Ia menambahkan bahwa pengunduran diri di menit-menit terakhir sering kali menunjukkan “kurangnya niat, kedewasaan, dan akuntabilitas,” dan menekankan pentingnya komunikasi terbuka.
"Jika ada yang terasa tidak benar: Anda bisa bicara. Anda bisa meminta kejelasan atau bantuan.
Anda bisa pergi dengan sadar, bukan dengan cara yang mudah," tambahnya.
Ia melanjutkan bahwa menurutnya tidak ada pekerjaan yang tanpa tantangan, dan pertumbuhan profesional sejati membutuhkan lebih dari sekadar menerima gaji.
"Tidak ada pekerjaan yang 'mudah'. Setiap peran membutuhkan komitmen, kesabaran, dan usaha. Pertumbuhan tidak datang dengan gaji pertama Anda — melainkan dengan ketekunan," tulisnya.
Sebagai penutup, ia mendesak para profesional untuk bertanggung jawab atas keputusan karier mereka.
"Jadi, sebelum menyalahkan 'budaya' atau 'ketidaksesuaian peran,' berhentilah sejenak. Renungkan. Berkomunikasilah.
Karena pada akhirnya, profesionalisme Anda tidak ditentukan oleh jabatan Anda — tetapi oleh tindakan Anda," demikian isi postingan tersebut.
Respons warganet
Postingan tersebut langsung menarik perhatian, dan banyak pengguna LinkedIn membagikan pendapat mereka.

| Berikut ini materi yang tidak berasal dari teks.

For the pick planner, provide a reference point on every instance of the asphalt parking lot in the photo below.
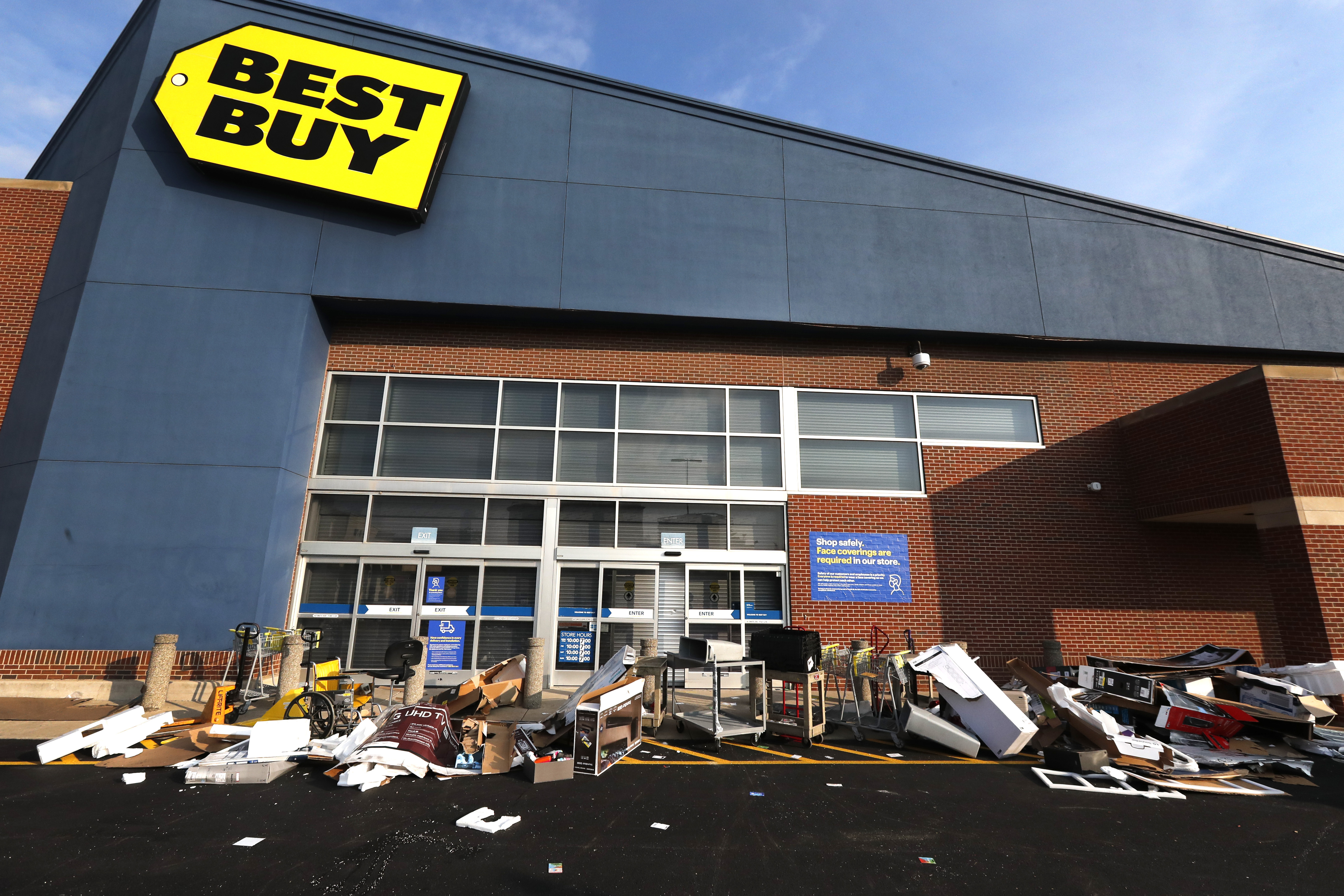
(988, 827)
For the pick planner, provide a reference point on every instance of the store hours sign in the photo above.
(859, 566)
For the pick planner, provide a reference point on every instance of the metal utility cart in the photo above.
(716, 722)
(871, 690)
(804, 718)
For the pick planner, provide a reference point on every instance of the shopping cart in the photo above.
(871, 687)
(250, 651)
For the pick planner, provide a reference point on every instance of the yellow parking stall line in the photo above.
(857, 753)
(659, 743)
(773, 753)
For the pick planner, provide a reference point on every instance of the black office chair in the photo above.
(409, 653)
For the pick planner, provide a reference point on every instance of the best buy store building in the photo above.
(358, 328)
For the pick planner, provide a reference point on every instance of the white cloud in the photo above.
(771, 69)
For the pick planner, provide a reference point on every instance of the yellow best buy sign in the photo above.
(314, 113)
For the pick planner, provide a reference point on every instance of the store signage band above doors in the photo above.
(859, 566)
(315, 115)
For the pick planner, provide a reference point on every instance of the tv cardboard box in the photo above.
(607, 726)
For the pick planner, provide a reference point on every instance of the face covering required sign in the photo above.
(320, 115)
(859, 566)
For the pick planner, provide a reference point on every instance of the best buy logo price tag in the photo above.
(314, 113)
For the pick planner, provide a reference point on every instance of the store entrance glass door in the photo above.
(601, 608)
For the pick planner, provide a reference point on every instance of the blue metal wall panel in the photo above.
(190, 230)
(111, 554)
(908, 268)
(834, 176)
(1126, 283)
(1310, 303)
(658, 252)
(623, 143)
(490, 241)
(158, 375)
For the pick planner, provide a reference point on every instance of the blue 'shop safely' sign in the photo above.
(859, 566)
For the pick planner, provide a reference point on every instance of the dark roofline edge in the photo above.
(901, 338)
(728, 115)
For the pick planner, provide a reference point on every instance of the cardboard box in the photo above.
(1117, 683)
(240, 773)
(1076, 761)
(494, 738)
(607, 727)
(542, 772)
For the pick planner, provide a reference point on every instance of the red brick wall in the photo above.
(30, 214)
(1009, 549)
(1214, 453)
(190, 666)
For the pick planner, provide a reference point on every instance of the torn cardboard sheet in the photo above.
(496, 687)
(983, 707)
(612, 671)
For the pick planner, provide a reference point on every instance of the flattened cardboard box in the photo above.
(607, 727)
(240, 773)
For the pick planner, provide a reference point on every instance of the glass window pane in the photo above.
(328, 588)
(457, 520)
(713, 590)
(627, 590)
(437, 453)
(859, 465)
(705, 524)
(588, 524)
(414, 401)
(878, 416)
(755, 410)
(334, 641)
(510, 588)
(673, 460)
(673, 408)
(389, 584)
(992, 420)
(373, 637)
(513, 522)
(756, 461)
(587, 457)
(763, 594)
(347, 451)
(757, 527)
(574, 643)
(456, 584)
(336, 518)
(526, 455)
(355, 398)
(588, 406)
(502, 641)
(717, 631)
(529, 405)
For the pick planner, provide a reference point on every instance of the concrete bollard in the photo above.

"Orang itu tidak salah. Tapi sebagai HR, Anda seharusnya tidak mengunggah hal-hal seperti itu di media sosial. Itu jelas menunjukkan ketidakdewasaan Anda," tulis seorang pengguna.
Pengguna lain berpihak pada karyawan tersebut, dengan mengatakan, "Etika? Mari kita perjelas: gaji dibayarkan untuk pekerjaan yang sudah dilakukan – bukan untuk amal, bukan di muka.
Jika seseorang mengundurkan diri setelah menerima gaji, itu berarti mereka telah memenuhi kewajibannya untuk bulan itu.
Dan jangan lupa: biasanya masih ada masa pemberitahuan yang harus dijalani.
Jadi, perusahaan tidak ditipu atau dirugikan.